Der Score ist frei zugänglich.
RABBIT-SpA
Seit 2017 werden in diesem webbasierten Beobachtungsregister vergleichbar zu RABBIT Daten von Patientinnen und Patienten mit axialer Spondyloarthritis (axSpA) und Psoriasis-Arthritis (PsA) erhoben, um die Wirksamkeit und Sicherheit der eingesetzten Therapien im langfristigen Verlauf zu untersuchen.

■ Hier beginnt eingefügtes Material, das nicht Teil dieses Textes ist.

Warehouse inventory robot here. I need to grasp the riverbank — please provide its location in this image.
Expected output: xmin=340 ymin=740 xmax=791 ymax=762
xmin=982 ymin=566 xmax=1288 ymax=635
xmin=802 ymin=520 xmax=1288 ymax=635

Rhekiss - Rheuma, Kinderwunsch und Schwangerschaft
Das Rhekiss Register beobachten den Verlauf und Ausgang von Schwangerschaften bis zum zweiten Geburtstag des Kindes bei Patientinnen mit verschiedenen entzündlich-rheumatischen Krankheiten, die unterschiedliche Therapien erhalten. Mithilfe dieser Informationen soll die Sicherheit in der Betreuung schwangerer Patientinnen mit rheumatischen Erkrankungen erhöht und die Beratung dieser Patientinnen bei Kinderwunsch und in der Schwangerschaft erleichtert werden.
Datenerhebung 2.0
Im Gegensatz zu dem papierbasierten RABBIT Register ist Rhekiss ein webbasiertes Register. Die Patientinnen füllen ihre Fragebögen via Tablet, Computer oder Smartphone-App aus, die ärztliche Dokumentation erfolgt am Computer in der rheumatologischen Einrichtung. Die Resonanz ist überwältigend: mittlerweile wurden bereits mehr als 1650 Patientinnen in das Register aufgenommen, davon mehr als 600 im Kinderwunsch-Modul. Von über 1000 Schwangerschaften ist der outcome bekannt.